Setiap kali menyambut tahun baru, kita menyebutnya sebagai datangnya tahun anugerah Tuhan. Memang, tahun-tahun yang kita terima dan jalani selalu merupakan anugerah, karena seluruh masa dan waktu di dunia ini adalah milik Tuhan. Tuhanlah sumbernya. Bila kita menerima waktu Tuhan, berarti kita menerima anugerah-Nya. Dan jika kita hidup di dalamnya, berarti kita hidup dalam anugerah Tuhan. Setiap hal yang menjadi anugerah Tuhan selalu baik dan mencitrakan sikap positif Allah kepada yang menerimanya.

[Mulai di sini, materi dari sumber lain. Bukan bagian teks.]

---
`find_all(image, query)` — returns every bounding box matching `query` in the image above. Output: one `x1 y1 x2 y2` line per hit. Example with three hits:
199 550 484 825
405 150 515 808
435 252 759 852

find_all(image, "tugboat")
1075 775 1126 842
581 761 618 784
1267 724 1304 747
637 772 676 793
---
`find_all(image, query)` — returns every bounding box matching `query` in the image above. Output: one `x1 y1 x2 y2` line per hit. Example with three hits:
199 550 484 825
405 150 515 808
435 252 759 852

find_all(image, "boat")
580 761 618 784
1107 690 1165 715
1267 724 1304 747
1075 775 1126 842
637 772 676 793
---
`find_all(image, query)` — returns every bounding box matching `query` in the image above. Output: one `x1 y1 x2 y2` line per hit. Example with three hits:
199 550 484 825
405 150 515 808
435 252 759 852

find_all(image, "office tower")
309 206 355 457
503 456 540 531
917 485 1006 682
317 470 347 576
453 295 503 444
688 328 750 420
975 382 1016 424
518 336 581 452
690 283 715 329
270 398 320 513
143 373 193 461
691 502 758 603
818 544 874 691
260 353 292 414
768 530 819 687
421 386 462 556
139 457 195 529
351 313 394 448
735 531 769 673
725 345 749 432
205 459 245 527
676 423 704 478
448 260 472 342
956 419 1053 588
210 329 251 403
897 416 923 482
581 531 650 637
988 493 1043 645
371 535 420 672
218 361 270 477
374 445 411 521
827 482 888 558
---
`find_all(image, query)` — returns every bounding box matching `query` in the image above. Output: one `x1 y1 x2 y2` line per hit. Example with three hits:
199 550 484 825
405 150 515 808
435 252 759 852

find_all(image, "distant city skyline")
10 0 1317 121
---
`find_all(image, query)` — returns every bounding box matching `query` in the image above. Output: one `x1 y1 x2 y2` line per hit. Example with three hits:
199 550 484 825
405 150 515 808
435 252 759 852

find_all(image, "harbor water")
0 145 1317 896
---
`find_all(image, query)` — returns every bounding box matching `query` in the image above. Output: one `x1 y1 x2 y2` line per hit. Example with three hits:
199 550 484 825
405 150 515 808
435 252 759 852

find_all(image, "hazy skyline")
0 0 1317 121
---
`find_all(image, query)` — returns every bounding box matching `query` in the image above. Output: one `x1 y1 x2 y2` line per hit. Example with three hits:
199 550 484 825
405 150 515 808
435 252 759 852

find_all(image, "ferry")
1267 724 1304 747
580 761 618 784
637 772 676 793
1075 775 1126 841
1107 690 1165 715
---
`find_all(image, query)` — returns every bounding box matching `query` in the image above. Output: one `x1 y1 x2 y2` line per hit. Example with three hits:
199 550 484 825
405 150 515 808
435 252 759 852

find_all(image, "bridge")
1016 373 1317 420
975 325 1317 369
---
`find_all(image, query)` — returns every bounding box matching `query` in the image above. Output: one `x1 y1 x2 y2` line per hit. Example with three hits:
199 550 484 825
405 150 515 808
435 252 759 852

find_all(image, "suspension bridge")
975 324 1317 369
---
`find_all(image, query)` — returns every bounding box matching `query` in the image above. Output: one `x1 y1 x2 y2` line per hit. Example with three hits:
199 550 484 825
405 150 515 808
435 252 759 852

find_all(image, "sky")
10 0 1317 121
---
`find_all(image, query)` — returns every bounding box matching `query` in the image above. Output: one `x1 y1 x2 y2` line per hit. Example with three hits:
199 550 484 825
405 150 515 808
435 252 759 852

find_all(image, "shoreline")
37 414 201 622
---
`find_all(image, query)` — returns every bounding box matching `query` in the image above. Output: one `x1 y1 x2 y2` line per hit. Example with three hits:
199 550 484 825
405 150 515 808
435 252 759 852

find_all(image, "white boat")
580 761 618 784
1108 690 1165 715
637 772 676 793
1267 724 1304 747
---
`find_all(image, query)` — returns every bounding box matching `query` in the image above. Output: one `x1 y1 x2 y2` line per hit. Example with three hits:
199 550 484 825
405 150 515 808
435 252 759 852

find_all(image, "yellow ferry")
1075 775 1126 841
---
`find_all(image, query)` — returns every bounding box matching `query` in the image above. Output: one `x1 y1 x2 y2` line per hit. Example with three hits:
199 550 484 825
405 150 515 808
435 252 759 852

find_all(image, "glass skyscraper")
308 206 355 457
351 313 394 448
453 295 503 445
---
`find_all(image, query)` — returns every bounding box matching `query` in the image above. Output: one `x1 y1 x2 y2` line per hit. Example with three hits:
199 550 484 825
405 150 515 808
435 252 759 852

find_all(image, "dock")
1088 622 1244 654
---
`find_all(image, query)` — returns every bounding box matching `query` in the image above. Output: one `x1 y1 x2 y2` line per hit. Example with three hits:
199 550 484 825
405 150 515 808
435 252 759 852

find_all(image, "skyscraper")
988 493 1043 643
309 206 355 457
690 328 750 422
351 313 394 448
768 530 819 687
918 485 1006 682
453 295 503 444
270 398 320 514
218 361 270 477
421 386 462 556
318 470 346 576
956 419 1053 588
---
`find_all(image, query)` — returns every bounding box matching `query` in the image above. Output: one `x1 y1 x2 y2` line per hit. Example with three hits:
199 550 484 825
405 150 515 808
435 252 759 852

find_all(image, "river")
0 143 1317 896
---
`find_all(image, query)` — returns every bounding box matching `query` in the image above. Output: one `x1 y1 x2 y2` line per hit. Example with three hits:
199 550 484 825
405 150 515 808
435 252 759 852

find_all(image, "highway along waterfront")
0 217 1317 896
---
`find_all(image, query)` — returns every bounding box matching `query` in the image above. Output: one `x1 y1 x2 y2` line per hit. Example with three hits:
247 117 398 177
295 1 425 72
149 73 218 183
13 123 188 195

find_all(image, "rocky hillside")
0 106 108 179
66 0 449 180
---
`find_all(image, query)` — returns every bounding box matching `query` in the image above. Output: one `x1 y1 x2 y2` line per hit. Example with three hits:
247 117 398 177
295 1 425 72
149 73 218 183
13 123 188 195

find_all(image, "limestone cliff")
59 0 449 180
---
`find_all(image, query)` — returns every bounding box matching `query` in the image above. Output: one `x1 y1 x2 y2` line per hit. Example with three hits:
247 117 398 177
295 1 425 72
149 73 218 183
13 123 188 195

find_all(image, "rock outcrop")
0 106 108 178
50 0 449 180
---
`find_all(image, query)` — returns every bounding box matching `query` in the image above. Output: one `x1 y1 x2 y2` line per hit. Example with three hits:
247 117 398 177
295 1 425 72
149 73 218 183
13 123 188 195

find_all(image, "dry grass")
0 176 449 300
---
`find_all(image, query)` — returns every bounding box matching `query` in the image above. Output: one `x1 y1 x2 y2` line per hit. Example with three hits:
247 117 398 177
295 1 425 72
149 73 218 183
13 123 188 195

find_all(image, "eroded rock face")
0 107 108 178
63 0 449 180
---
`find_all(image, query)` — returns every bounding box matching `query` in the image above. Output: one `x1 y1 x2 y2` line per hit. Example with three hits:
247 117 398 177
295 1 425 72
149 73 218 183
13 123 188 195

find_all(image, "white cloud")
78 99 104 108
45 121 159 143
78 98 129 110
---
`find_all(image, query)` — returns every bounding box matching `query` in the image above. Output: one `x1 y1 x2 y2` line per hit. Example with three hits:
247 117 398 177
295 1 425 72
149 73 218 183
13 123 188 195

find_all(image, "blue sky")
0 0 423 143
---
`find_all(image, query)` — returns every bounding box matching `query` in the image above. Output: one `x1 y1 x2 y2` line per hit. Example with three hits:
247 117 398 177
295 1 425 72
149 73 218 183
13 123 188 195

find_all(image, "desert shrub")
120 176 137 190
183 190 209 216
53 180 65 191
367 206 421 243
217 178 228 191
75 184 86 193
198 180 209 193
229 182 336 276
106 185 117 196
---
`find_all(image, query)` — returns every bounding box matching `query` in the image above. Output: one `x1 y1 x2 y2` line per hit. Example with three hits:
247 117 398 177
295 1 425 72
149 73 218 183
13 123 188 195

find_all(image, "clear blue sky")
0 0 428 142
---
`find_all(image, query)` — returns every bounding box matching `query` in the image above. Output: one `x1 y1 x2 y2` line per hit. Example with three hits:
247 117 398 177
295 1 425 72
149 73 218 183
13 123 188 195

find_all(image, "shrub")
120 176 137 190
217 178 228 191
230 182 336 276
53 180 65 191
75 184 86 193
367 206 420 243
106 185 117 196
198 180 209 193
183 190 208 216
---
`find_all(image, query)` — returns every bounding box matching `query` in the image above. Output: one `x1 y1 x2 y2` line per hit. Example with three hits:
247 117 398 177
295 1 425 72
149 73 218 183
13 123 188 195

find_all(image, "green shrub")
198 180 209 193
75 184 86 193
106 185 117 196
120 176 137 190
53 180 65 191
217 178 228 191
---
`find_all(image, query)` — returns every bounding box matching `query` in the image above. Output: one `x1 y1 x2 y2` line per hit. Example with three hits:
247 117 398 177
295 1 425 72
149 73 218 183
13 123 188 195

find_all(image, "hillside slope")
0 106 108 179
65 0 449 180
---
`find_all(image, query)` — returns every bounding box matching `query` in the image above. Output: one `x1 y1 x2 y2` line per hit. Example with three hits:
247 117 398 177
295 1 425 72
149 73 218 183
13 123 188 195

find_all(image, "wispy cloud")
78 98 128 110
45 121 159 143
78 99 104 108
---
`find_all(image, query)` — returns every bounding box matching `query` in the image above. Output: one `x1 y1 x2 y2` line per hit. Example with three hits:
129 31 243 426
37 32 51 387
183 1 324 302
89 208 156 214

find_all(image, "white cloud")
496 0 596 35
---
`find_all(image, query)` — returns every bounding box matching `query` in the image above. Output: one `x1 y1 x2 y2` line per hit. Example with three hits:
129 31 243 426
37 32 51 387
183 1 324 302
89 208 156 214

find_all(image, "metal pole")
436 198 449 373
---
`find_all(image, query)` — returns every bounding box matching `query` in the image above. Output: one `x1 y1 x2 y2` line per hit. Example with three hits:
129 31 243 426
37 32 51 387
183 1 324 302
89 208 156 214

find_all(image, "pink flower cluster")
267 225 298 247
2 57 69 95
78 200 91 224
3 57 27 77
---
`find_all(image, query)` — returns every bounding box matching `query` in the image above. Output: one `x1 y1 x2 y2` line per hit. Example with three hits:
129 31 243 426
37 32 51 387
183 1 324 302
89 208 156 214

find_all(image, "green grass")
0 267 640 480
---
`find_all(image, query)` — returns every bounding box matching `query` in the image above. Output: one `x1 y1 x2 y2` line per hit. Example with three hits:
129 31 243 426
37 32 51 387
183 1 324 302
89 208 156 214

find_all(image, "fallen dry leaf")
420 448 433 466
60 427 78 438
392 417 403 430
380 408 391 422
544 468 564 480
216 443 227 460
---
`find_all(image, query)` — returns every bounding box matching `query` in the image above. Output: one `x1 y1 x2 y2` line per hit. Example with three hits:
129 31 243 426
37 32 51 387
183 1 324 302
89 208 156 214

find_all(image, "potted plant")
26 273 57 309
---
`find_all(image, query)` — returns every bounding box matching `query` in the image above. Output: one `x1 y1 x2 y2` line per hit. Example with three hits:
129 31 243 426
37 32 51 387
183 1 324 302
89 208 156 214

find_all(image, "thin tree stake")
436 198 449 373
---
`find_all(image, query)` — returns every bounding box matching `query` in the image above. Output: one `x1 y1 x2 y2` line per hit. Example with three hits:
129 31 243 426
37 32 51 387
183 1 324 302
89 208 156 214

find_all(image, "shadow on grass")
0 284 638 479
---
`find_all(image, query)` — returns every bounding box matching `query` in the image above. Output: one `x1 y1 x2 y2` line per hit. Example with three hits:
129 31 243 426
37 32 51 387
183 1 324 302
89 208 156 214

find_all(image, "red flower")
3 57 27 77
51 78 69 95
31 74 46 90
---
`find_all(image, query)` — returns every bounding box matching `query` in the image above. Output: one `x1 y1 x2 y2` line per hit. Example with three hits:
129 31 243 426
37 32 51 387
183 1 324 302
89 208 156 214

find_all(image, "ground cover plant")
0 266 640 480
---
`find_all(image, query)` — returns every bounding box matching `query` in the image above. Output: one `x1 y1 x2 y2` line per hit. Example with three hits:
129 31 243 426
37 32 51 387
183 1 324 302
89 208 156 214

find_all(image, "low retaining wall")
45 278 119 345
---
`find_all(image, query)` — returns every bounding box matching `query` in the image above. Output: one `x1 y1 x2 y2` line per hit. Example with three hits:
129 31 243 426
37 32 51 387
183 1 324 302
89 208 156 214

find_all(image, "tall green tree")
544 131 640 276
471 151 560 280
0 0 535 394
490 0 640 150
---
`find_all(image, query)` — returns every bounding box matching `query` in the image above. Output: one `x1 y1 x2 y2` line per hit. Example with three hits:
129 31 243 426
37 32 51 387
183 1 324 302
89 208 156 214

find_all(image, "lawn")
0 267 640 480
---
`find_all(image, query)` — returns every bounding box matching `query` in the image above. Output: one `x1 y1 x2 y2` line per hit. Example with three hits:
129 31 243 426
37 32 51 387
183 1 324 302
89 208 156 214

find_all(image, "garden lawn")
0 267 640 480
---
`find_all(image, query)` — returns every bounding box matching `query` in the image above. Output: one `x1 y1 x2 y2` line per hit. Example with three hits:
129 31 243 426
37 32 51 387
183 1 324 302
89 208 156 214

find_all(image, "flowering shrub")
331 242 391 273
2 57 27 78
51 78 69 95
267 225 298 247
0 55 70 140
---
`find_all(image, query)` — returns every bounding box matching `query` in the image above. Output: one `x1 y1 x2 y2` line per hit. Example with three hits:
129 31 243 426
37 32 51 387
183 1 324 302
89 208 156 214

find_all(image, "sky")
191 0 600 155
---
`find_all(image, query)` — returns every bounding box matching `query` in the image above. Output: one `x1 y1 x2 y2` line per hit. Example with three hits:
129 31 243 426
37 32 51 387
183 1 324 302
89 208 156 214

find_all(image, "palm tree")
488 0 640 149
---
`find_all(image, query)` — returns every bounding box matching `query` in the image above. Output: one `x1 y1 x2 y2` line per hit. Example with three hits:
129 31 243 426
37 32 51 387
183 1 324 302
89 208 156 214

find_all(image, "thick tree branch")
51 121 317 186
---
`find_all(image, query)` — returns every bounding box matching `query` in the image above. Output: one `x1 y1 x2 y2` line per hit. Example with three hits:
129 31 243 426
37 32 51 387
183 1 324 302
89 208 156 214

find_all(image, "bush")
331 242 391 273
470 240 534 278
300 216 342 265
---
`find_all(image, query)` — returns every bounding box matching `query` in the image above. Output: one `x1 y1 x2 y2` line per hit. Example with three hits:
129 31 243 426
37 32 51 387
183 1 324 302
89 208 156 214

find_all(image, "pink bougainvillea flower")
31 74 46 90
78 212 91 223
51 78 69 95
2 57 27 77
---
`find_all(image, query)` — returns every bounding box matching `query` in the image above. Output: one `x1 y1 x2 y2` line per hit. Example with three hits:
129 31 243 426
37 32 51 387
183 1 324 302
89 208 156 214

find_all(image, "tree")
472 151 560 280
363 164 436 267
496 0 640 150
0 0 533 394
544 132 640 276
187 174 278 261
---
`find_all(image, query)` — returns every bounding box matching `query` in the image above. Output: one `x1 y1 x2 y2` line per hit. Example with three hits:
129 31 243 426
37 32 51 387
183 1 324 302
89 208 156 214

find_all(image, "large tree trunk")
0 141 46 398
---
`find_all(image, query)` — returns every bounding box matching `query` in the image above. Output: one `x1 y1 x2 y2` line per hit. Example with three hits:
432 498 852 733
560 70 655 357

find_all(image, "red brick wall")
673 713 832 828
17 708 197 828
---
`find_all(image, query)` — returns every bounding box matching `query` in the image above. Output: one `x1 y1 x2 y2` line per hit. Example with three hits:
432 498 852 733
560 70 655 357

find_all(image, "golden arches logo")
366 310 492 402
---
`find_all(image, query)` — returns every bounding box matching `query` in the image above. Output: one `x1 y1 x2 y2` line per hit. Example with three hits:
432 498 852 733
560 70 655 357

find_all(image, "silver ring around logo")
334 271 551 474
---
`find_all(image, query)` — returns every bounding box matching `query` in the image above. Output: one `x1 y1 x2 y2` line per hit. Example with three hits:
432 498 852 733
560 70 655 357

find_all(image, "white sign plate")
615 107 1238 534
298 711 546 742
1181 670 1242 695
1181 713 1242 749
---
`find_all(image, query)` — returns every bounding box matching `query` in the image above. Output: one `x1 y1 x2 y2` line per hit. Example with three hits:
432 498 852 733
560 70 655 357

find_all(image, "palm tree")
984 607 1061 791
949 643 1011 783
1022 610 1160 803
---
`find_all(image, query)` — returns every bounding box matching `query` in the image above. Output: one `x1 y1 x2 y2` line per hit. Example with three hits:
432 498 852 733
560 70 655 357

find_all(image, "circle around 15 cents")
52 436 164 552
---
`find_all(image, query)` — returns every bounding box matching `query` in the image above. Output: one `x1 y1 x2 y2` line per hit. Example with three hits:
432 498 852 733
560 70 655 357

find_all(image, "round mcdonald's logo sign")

Dari dulu sampai sekarang, bahkan dari sekarang sampai nanti, anugerah Tuhan selalu baik dan positif.

Tapi mengapa anugerah yang baik dan positif dari Allah sering menjadi negatif dan kadang terkesan amat buruk? Yang membuatnya negatif dan terkesan buruk bukan Allah, melainkan manusia. Tentu kita masih ingat bagaimana kita merayakan datangnya tahun 2017 di penghujung 2016 yang lalu, bukan? Kitapun menyambutnya sebagai tahun anugerah Tuhan. Tapi apa yang terjadi di sepanjang tahun 2017 yang hampir berakhir ini? Banyak sekali kejadian-kejadian buruk di dalamnya. Konflik dan kerusuhan terjadi di mana-mana, bencana alam dan kejahatan sosial datang silih berganti, mengakibatkan kerugian dan kesedihan yang tak tertahankan.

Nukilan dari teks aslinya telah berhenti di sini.